## Live-Coding lesson on Markov chains

We'll apply to text generation

In [4]:
text_file = "./divinacommedia_cleaned.txt"

## Familiarize with data

In [5]:
with open(text_file, 'r', encoding='utf8') as infile:
    for line in infile:
        pass

How many words I find in my file?
How many couples I need?

I have 30 characters possible( 26 letters + space, newline, full stop, exlamation point)

In [6]:
#First order Chain
30**2

900

In [7]:
#Second order Chain
30**3

27000

In [8]:
#third order Chain
30**4

810000

I need at leat 10e7 characters to make a good estimations of that order

In our corpus we have .ca 5e5 characters: we can't do a good 2nd order estimation. But we know that not every combination is spread equally, some compbination doesn't occur at all!!! Most of the combination won't appear

In [9]:
letters=0
with open(text_file, 'r', encoding='utf8') as infile:
    for line in infile:
        for letter in line:
            letters +=1
print(letters)

529771


In [10]:
# How many and which letters I actually have in my text
from collections import Counter
observed = Counter()
with open(text_file, 'r', encoding='utf-8-sig') as infile:
    for line in infile:
        for letter in line:
            observed[letter] += 1

In [11]:
observed

Counter({'N': 258,
         'e': 46094,
         'l': 23087,
         ' ': 83019,
         'm': 11681,
         'z': 1848,
         'o': 37254,
         'd': 14599,
         'c': 20267,
         'a': 42035,
         'i': 39200,
         'n': 26229,
         's': 22188,
         't': 22478,
         'r': 25805,
         'v': 7946,
         '\n': 19053,
         'p': 10790,
         'u': 13408,
         ',': 8513,
         'h': 7109,
         'é': 903,
         '.': 3275,
         'A': 377,
         'q': 3025,
         'è': 925,
         'g': 7121,
         'f': 4947,
         '!': 232,
         'T': 283,
         '’': 7623,
         'ù': 1080,
         ';': 1628,
         'b': 2758,
         'ò': 938,
         'I': 359,
         'M': 405,
         'à': 855,
         'E': 586,
         'ì': 1383,
         'P': 473,
         'Q': 328,
         '«': 1062,
         '»': 1062,
         'R': 117,
         ':': 988,
         'ï': 427,
         'ó': 30,
         '?': 278,
         'O': 356,
   

We can treat this wierd data as they are, or we can replace them in a certain way.
We make a manual normalization

In [12]:
to_replace = {'Ë':'E', 'Ï':'I',
              'ö':'o', 'ä':'a',
              'ü':'u', 'ë':'e',
              'ï':'i' }

def letter_normalization_naive(letter):
    if letter in to_replace:
        return to_replace[letter]
    return letter
 
def letter_normalization_short(letter):
    return to_replace.get(letter, letter)    
    

In [13]:
letter_normalization_naive('Ë')

'E'

In [14]:
letter_normalization_short('Ë')

'E'

In [15]:
%timeit letter_normalization_naive('Ë')

125 ns ± 7.28 ns per loop (mean ± std. dev. of 7 runs, 10000000 loops each)


In [16]:
%timeit letter_normalization_short('Ë')

160 ns ± 10.4 ns per loop (mean ± std. dev. of 7 runs, 10000000 loops each)

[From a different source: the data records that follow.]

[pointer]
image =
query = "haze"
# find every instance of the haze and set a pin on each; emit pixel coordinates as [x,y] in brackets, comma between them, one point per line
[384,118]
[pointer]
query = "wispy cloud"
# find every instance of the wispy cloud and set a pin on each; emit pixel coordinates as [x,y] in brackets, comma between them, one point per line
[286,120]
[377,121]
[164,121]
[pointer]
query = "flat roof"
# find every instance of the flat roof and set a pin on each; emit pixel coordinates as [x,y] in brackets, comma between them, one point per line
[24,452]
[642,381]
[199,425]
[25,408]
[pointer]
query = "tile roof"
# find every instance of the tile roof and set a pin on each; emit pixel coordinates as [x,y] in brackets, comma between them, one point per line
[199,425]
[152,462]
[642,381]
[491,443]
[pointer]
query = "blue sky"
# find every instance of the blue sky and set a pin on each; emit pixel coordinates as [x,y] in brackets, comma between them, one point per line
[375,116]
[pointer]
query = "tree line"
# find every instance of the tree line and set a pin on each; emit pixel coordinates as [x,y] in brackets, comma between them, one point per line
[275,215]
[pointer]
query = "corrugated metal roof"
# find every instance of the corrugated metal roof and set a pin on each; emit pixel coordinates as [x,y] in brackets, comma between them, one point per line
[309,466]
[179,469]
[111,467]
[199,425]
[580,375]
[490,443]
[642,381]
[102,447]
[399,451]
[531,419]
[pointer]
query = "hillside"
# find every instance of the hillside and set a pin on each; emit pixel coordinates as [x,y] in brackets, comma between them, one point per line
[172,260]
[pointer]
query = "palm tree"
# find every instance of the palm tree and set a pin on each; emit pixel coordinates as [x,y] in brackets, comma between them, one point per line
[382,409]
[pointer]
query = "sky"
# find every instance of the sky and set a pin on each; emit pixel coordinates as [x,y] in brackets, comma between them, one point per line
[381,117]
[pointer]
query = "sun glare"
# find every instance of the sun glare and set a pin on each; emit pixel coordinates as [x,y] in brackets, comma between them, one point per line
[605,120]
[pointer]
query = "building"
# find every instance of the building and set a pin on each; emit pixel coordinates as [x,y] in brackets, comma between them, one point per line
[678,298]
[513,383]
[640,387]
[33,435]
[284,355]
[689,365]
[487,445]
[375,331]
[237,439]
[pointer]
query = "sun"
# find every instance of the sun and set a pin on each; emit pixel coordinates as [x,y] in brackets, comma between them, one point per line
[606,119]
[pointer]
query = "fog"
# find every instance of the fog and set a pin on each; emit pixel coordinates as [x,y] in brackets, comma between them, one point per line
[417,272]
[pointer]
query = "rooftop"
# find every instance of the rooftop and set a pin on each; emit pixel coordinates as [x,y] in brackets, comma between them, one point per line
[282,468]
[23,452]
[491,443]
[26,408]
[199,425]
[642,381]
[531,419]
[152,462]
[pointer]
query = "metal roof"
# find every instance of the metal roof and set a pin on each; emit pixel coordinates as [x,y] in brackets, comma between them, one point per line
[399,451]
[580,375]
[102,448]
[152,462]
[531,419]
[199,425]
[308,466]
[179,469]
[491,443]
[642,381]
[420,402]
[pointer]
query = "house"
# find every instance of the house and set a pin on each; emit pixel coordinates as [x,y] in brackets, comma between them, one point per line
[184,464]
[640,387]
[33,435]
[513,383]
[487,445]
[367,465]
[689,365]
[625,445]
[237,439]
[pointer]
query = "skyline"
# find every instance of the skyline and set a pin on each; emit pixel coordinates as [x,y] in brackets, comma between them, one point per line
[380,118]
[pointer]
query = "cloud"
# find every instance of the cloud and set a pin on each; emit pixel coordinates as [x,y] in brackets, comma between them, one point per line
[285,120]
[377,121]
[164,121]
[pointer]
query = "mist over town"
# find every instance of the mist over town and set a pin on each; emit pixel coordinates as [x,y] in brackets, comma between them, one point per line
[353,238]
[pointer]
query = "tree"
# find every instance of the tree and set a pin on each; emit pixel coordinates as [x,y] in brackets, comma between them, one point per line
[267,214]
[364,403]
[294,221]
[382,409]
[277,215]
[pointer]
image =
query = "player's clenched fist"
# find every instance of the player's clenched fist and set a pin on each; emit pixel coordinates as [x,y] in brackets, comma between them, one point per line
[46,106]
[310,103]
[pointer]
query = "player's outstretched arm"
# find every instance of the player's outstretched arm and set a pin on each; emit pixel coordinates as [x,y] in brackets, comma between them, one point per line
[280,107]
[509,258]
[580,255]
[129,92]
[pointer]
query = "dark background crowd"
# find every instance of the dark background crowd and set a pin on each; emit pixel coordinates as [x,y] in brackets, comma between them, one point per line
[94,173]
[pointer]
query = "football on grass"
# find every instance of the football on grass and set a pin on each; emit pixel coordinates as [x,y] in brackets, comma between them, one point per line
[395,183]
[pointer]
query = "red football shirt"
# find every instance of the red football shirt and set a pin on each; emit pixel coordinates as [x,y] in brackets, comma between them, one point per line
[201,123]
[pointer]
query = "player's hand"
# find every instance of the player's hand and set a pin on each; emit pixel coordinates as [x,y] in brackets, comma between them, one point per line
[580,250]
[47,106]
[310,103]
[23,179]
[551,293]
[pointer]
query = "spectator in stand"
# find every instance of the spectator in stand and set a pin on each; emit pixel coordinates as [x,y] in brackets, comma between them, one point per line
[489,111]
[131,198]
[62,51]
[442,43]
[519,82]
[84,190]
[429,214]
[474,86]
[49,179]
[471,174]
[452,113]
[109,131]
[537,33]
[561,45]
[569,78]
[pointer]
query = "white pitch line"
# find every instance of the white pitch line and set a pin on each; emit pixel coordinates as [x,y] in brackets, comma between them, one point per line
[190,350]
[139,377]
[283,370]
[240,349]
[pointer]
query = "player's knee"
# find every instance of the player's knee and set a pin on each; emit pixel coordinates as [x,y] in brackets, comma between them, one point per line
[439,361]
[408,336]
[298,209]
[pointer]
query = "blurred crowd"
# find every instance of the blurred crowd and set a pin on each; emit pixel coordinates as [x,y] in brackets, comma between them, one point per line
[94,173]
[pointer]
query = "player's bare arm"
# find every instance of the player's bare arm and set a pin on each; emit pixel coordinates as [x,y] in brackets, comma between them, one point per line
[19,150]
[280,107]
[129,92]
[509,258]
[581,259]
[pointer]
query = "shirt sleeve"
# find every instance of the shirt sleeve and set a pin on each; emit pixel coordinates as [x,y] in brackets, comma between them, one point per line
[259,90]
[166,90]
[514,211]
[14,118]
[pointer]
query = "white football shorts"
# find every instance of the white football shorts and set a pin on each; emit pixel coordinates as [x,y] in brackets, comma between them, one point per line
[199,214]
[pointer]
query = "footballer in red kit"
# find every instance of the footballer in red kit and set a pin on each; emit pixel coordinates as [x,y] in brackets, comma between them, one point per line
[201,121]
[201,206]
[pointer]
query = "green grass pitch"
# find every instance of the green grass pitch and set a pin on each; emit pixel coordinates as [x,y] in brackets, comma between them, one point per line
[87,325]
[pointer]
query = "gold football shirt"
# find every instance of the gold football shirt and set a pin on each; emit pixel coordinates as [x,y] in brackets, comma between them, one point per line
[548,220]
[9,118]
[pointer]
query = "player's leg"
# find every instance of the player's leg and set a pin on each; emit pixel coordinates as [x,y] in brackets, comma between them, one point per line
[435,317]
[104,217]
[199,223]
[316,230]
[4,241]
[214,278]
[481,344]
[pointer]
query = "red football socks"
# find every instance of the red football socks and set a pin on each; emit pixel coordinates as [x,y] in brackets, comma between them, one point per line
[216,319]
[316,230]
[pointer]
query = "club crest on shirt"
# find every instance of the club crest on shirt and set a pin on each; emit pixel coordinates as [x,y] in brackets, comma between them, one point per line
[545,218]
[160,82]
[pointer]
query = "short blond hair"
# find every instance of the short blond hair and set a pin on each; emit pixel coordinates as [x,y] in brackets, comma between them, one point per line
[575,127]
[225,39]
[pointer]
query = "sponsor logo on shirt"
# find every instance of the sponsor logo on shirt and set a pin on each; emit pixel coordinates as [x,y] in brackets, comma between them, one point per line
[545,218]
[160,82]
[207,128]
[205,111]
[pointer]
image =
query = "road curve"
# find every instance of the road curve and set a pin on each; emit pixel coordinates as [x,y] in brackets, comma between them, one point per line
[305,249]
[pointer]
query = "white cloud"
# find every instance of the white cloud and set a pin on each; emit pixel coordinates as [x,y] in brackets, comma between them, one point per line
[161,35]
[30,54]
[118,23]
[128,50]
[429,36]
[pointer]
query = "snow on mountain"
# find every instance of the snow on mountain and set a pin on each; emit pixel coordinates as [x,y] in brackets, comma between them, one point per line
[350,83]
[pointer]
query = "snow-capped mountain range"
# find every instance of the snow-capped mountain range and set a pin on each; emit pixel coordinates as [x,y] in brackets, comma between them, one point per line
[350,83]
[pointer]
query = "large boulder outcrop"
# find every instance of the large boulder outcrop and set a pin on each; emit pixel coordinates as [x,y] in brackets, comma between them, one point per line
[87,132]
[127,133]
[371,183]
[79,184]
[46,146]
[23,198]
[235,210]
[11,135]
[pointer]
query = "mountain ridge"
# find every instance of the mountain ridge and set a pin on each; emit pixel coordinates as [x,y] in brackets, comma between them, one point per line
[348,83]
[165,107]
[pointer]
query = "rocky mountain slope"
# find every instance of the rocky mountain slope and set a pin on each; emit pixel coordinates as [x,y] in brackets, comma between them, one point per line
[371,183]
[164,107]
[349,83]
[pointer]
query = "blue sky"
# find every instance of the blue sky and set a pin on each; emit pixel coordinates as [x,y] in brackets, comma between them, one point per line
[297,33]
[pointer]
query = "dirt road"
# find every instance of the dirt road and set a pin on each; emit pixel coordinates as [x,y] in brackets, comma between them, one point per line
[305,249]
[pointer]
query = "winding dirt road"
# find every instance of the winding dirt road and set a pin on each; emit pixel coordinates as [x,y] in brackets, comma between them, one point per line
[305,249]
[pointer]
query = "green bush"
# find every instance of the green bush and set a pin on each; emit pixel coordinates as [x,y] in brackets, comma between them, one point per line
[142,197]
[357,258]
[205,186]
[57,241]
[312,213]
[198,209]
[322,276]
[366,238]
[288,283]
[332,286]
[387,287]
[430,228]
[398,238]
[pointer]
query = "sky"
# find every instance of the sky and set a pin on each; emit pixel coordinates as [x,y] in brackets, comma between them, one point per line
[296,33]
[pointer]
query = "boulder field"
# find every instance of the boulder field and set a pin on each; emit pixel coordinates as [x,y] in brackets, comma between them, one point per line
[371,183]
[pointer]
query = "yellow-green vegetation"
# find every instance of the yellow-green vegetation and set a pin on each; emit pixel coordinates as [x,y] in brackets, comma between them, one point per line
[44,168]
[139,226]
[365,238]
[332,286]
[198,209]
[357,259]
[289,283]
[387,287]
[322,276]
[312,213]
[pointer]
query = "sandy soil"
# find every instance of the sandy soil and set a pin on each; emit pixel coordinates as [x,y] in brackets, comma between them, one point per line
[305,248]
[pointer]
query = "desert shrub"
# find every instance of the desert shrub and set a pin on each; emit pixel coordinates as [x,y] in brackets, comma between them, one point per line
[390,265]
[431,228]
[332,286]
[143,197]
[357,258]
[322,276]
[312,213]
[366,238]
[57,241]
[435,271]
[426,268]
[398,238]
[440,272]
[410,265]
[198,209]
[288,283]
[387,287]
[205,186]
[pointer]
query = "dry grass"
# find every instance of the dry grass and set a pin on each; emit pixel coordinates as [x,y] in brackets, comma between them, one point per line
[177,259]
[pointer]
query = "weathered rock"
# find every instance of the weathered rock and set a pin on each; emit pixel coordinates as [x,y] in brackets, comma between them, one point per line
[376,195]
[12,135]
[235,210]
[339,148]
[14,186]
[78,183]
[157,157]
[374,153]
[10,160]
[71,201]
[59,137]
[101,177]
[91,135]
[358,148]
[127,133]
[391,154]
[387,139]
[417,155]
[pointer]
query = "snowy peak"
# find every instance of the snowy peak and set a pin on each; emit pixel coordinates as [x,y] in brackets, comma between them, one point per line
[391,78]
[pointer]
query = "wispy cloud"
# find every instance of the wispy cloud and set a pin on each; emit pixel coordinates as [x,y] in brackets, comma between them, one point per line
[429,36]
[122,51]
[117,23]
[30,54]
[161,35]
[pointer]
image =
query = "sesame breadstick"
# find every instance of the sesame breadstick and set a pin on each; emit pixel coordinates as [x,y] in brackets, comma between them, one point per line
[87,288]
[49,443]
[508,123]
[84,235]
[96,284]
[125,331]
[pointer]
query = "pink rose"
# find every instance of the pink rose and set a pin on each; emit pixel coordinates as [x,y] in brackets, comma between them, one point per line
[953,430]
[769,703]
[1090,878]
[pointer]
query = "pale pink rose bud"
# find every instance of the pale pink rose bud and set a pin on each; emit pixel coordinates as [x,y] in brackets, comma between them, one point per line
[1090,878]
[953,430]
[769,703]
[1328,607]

It's slightly faster the naive version!

In [17]:
letter_normalization = letter_normalization_naive

In [18]:
# How many and which letters I actually have in my text
from collections import Counter
observed = Counter()
with open(text_file, 'r', encoding='utf-8-sig') as infile:
    for line in infile:
        for letter in line:
            modified_letter = letter_normalization(letter)
            observed[modified_letter] += 1

In [19]:
from random import choices

completely random selection!!!

In [20]:
letters = list(observed.keys())
occurences = list(observed.values())
generated = choices(letters, occurences, k =20 )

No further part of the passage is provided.